Understand Azure Functions app settings
As a Tailwind Traders engineer, you're working on an API that connects to a database. Your API will connect to that database via a database connection string. In this module, you'll learn best practices for storing sensitive information like connection strings in an Azure Functions API.
Store connection strings as app setting
It's a good idea to avoid hard-coding connection strings. You'll likely use the connection string across different files, and there's a chance that it could change in the future.
You'll want to store the connection string as an app setting:
- App settings are specified in one place and referenced throughout the app.
- You can easily change them at any point in the future without having to change the code.
- App settings are never checked in to source control.

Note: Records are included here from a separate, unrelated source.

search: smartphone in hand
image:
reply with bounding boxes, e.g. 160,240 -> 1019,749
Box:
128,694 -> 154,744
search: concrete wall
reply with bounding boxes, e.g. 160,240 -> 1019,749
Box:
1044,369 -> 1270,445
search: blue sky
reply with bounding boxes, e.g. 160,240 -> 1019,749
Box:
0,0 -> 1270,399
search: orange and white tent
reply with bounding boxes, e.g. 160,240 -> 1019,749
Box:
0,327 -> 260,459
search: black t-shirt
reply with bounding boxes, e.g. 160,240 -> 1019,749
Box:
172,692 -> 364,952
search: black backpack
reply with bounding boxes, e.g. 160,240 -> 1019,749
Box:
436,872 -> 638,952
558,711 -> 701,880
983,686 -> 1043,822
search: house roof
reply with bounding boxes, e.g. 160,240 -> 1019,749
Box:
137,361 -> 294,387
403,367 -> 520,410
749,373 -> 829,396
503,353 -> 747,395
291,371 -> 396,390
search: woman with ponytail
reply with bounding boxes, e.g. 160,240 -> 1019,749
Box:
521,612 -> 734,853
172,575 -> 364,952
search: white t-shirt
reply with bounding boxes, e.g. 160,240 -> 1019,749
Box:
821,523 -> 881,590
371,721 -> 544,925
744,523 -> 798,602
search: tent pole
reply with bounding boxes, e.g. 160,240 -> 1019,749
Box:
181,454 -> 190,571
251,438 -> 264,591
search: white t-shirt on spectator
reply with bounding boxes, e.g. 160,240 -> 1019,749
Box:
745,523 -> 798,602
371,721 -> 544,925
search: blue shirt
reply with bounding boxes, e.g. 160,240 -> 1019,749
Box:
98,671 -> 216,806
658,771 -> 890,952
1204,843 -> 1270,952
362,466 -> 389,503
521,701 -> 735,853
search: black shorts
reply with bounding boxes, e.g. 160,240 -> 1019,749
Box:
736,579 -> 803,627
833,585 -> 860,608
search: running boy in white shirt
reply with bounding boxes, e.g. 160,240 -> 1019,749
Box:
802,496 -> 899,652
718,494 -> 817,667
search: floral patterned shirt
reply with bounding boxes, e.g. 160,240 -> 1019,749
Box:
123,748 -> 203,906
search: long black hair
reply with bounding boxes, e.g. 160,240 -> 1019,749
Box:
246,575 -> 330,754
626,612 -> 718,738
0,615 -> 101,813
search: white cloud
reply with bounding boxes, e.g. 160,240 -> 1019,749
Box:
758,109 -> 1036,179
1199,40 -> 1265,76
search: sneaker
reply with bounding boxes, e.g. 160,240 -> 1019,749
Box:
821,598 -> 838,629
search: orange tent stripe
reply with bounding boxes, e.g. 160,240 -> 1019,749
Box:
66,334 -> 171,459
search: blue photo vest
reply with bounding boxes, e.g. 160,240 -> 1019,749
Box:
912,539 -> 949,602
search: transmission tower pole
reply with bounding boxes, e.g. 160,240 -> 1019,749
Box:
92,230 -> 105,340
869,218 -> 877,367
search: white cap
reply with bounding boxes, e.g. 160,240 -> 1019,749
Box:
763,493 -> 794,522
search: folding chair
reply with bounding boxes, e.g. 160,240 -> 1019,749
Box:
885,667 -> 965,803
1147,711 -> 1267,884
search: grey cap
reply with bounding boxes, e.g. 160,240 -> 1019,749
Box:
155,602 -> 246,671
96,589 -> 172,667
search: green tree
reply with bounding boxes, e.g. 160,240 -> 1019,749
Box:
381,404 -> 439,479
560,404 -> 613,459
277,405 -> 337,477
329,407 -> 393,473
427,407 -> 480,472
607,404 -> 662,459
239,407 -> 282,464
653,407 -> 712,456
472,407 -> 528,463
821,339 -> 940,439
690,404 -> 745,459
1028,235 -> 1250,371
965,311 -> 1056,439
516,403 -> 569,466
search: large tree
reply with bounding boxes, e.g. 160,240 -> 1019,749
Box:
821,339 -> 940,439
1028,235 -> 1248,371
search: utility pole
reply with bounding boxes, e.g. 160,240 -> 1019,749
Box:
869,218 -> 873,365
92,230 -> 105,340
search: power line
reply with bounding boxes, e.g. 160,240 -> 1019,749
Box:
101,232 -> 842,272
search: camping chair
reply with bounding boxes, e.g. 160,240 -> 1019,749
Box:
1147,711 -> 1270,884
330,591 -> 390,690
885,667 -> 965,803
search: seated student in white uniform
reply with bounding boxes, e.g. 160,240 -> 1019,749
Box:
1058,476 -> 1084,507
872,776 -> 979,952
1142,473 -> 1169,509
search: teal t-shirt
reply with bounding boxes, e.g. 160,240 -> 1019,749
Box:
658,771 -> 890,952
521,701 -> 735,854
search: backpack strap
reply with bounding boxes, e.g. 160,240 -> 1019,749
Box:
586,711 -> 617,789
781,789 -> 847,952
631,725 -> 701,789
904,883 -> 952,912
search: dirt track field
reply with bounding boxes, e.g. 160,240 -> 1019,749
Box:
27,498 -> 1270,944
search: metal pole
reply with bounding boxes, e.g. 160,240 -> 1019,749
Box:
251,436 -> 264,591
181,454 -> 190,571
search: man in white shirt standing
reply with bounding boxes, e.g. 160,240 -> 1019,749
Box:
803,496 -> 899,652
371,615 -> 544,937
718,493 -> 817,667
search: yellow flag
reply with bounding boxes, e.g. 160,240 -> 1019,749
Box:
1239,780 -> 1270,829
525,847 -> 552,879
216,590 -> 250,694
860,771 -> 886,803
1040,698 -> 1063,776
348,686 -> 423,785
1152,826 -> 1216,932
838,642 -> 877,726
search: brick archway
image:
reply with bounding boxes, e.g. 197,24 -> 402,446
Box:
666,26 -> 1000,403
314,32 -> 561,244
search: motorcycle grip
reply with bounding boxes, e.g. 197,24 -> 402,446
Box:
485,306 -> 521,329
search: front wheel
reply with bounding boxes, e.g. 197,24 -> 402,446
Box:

An Azure Functions project has a local.settings.json
file. This file contains a set of key/value pairs the app uses as configuration values when developing locally. You can add your own items to the Values
object. You can access those values from your code.
{
"IsEncrypted": false,
"Values": {
"AzureWebJobsStorage": "",
"FUNCTIONS_WORKER_RUNTIME": "node",
"AzureWebJobsFeatureFlags": "EnableWorkerIndexing"
}
}
If you want to add a connection string, you can add another property called "CONNECTION_STRING" (or whatever you'd like to call it), and then pass the connection string to your database.
{
"IsEncrypted": false,
"Values": {
"AzureWebJobsStorage": "",
"FUNCTIONS_WORKER_RUNTIME": "node",
"AzureWebJobsFeatureFlags": "EnableWorkerIndexing",
"CONNECTION_STRING": "AccountEndpoint=https://tailwind-traders-7071.documents.azure.com:443/;AccountKey=123456;"
}
}
Access app settings in Azure Functions code
To access these configuration values in your Azure Functions from JavaScript, use the process.env
object. It contains all of the key/value pairs that are specified in the local.settings.json
file.
The following code found at ./api/src/services/product.services.ts
reads the connection string from the process.env
object to create the CosmosClient object to access the Azure Cosmos DB service.
let client = new CosmosClient(process.env.CONNECTION_STRING);
You now know how to securely store a connection string during local development, and how to reference that string in your application.